Today's report says support services for victims are "seriously underfunded" and there is a "postcode lottery" for women needing help. In 1984, there were 68 women-only rape crisis centres or helplines in England and Wales - today there are just 32.


It also says the government's efforts are too focused on reacting to violence against women, instead of preventing it. It calls for better education on the problem, noting the Department for Education and Skills scored just one out of ten.

Another problem is the emphasis on dealing with domestic violence, rather than the overall issue of violence against women. This includes forced marriage, honour killings, rape and sexual assault, trafficking, female genital mutilation and sexual harassment.

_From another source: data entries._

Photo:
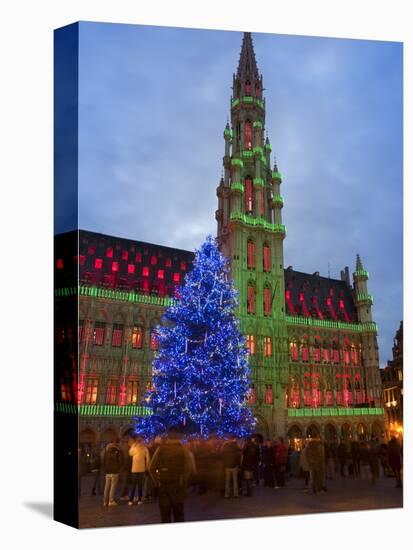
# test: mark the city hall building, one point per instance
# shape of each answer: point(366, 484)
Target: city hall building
point(312, 340)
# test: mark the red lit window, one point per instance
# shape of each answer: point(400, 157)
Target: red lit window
point(262, 205)
point(111, 392)
point(117, 334)
point(304, 352)
point(153, 341)
point(267, 302)
point(251, 343)
point(251, 300)
point(293, 351)
point(267, 260)
point(66, 390)
point(248, 195)
point(132, 388)
point(346, 356)
point(267, 346)
point(250, 254)
point(91, 391)
point(99, 333)
point(248, 135)
point(137, 337)
point(251, 395)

The campaign calls for a more integrated approach to a problem that costs about £23 billion a year in England and Wales, including about £1.4 billion spent in the NHS alone on dealing with the physical and mental scars of violence against women.

It calls on the Department for Communities and Local Government to lead a strategy taking into account gender equality measures, legal support, research, education and training for police and other staff.

Today's report also demands action to address the lack of convictions for rape - while 33 per cent of all reported rapes resulted in a conviction in 1977, in 2004 this figure had fallen to just 5.3 per cent.

"Some major moves to tackle violence against women - such as reform of the sex offences law and funding the poppy project for trafficked women - have been key government achievements," said campaign chairwoman professor Liz Kelly.

"But fundamentally the approach remains one of mopping up the problem once it has occurred, rather than working to ensure that women no longer experience violence. How many more women need to die before we see a more strategic approach?"

However, women's minister Meg Munn said: "The methodology of this report fails to acknowledge the real progress we have made during the past year as a direct result of government departments working together.

"A mark of two out of ten for communities and local government is by no means a realistic reflection of the comprehensive programme of work being carried out by this department.

"This includes building or refurbishing 427 refuges for women, introducing a new performance target for local authorities on domestic violence and working with local authorities to set up a further 165 sanctuary schemes in the coming year to enable victims of domestic violence to stay in their own homes."